One Punch Man: How Powerful Are Boros’s Ship Cannons?

One Punch Man (Anime) Chapter 10

Boros’s ship is not only massive, but also armed with weapons powerful enough to erase an entire city in moments. By analyzing its size and firepower, we can estimate just how destructive its cannons truly are, using physics-based scaling that fits the events shown in the story.

Although there is no official data specifying the exact size of City A, we can still make reasonable estimates without resorting to extreme assumptions, such as each city being the size of an entire country.

To do this, we rely on Genos’s annotations regarding the size of Boros’s ship, shown in Episode 12 of the anime, which provide a solid reference for scaling.

One Punch Man (Anime) Chapter 12

According to Genos’s notes, Boros’s ship measures approximately 9,230 meters × 15,024 meters. (translation of Genos' notes)

To put this into perspective, a city with these dimensions would have an area of approximately 138,671,520 m², or 138 km², meaning Boros’s ship is comparable in size to a major city.

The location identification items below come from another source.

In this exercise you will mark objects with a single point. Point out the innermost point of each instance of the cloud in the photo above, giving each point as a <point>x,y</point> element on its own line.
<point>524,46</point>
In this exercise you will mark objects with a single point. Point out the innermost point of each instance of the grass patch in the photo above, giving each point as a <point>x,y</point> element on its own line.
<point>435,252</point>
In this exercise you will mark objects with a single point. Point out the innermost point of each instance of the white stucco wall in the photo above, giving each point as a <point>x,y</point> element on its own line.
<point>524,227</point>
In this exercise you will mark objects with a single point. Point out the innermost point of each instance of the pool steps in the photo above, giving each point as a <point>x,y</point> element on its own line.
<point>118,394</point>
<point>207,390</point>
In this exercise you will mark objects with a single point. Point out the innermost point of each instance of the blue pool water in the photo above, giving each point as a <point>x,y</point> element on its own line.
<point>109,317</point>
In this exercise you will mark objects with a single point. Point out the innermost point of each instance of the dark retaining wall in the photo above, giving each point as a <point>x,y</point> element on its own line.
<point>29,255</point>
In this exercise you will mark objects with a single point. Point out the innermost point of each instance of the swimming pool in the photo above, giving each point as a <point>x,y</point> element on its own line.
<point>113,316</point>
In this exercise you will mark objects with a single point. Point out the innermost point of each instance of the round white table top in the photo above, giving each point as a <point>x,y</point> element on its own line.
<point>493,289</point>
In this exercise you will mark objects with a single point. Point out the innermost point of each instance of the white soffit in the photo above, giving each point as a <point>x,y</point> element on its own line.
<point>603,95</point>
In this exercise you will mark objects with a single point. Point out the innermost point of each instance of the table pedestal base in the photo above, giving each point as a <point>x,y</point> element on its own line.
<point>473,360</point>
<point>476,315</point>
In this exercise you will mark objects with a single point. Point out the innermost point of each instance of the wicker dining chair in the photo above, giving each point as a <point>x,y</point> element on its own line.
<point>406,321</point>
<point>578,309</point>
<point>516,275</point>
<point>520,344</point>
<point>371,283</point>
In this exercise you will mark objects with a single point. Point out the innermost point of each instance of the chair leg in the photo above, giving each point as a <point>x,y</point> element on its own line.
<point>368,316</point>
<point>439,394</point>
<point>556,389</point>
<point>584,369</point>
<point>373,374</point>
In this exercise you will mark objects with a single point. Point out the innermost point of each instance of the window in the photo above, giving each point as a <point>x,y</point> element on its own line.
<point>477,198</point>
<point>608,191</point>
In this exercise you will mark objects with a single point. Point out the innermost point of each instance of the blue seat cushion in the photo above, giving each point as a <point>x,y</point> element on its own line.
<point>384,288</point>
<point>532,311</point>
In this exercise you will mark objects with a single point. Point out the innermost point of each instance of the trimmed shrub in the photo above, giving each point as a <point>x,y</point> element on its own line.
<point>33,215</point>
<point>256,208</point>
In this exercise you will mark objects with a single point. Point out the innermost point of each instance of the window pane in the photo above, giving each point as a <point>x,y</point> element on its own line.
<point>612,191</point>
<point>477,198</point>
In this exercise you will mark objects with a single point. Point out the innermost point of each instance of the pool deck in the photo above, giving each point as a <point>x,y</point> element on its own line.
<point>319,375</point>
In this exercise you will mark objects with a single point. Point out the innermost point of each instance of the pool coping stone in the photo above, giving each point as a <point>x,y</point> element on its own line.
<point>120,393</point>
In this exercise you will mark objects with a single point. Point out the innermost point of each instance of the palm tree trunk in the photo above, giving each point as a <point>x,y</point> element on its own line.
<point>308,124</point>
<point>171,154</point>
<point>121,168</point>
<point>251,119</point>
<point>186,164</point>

With these dimensions established, we can compare the spaceship to the city below using various manga panels. Only the redrawn versions are considered, since the original panels were discarded by the author.

One Punch Man Chapter 36

From this comparison, the city’s radius measures about 655 units, while the ship measures 130 units. This makes the city roughly 5 times wider than the ship. Translating this to real values gives a city radius of approximately 75,120 meters, resulting in an area of about 17,728,052,583 m², or 17,728 km².

For comparison, City A would be about 1.31 times larger than the Greater Tokyo Metropolitan Area, including its prefectures (13,452 km²). This should be considered a minimum estimate, since no single image shows the entire city, but it provides a reasonable working scale.

Cannon Power

To devastate an area of this size, collapsing all reinforced concrete buildings, we must consider blast overpressure. A pressure of 20 psi is typically required to destroy concrete structures.

For this, we apply the Glasstone & Dolan / Kingery–Bulmash airblast model, using the following relation:

Y=(x0.28)3Y = \left(\frac{x}{0.28}\right)^3

Where:

  • Y = explosive yield in kilotons of TNT
  • x = blast radius in kilometers
  • 0.28 = empirical constant corresponding to 20 psi overpressure

Substituting our values:

Y=(75.120.28)319,310,461 kilotons of TNTY = \left(\frac{75.12}{0.28}\right)^3 \approx 19{,}310{,}461\ \text{kilotons of TNT}

This corresponds to approximately 19,310 megatons of TNT, placing the ship’s cannons firmly in the extreme city-destruction range, consistent with the scale shown in the story.

One Punch Man Chapter 32

Now, how powerful would each projectile be?

Based on the attack sequence, it is possible to count roughly 70 points of light on one side of the ship, which can reasonably be interpreted as individual cannons. This implies a total of about 140 cannons.

Dividing the total yield by this number, each projectile would carry approximately 137 megatons of TNT in kinetic energy.

These points of light are indeed cannons, as shown later in the chapter, where each light emits a single projectile, confirming that the ship fires discrete shots rather than a continuous beam.

One Punch Man Chapter 32

Even as a minimum estimate, the level of power demonstrated by Boros’s ship is astronomical. Each individual projectile reaches energy levels comparable to the meteor that threatened to destroy City Z, highlighting just how overwhelming the ship’s firepower truly is and reinforcing Boros’s status as an extreme planetary-level threat.